AWS Kinesis and Lambda data versioning


I have created an AWS Firehose endpoint (might change to simple Kinesis) that receives logs from producers and saves them to a S3 bucket and a lambda function that consumes data, processes it and saves output to db.

Everything works fine. Now i am planning about creating a staging and development flow for this entire structure. When i release a new version i am not capable of replacing entire producers instantly, therefore i need to keep older production versions until no producer left - because i might make breaking protocol changes on new versions.

I am not sure what would be the best approach to create a versionable system using kinesis and lambda. Should i copy entire structure for new versions (including dev and staging) and make producers write to specific versioned stream?

or should i create a mid lambda function that inspects packets (which contain their version info) and outputs events to specific s3 which has versioned folders? So that lambda functions would consume only data that they know about. This will let me use versioning support for lambda functions.

Here is an structure image for first idea

Seperate flows for each version

Here is second structure

Single common flow for all versions

I wonder which will be a better solution or are there better ways to accomplish this


Solution

  • First, Lambdas can be triggered directly using Kinesis- no need for Kinesis Firehose or S3.

    Second, your question really boils down to: do you need separate Kinesis+Lambda pipeline per version or not.
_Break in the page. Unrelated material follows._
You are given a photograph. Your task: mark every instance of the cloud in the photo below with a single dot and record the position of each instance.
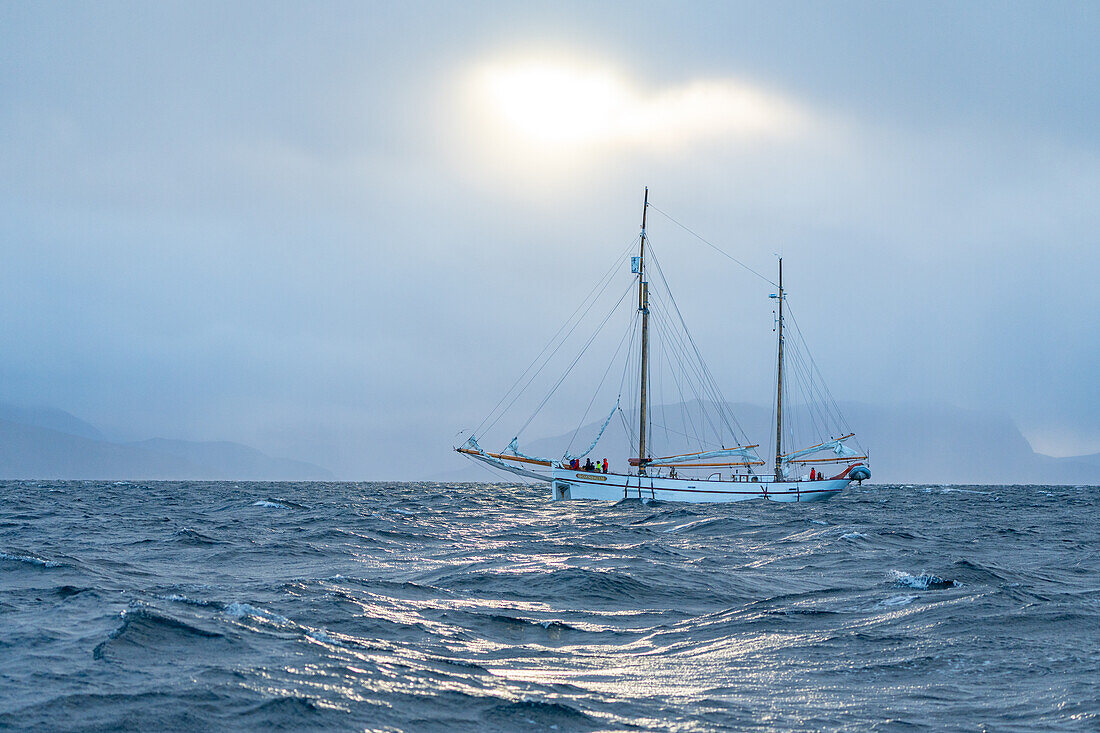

I'd go with the following solution:

    • One Kinesis stream for all versions of data.
    • One Lambda function on this stream. It internally handles different versions separately. Crudely speaking, think of various if-else checks on version number.

    The advantages of above approach vs one Kinesis+Lambda pipeline per version:

    • The former is operationally simpler. In the latter, you'll need to setup a new pipeline every time a new version is introduced.
    • At any point of time, you'd have a small number of active versions. So, a few if-else checks in code should work just fine.

    Of course, keep Dev and Prod pipelines separate, so as to minimize blast radius of bad code code in former.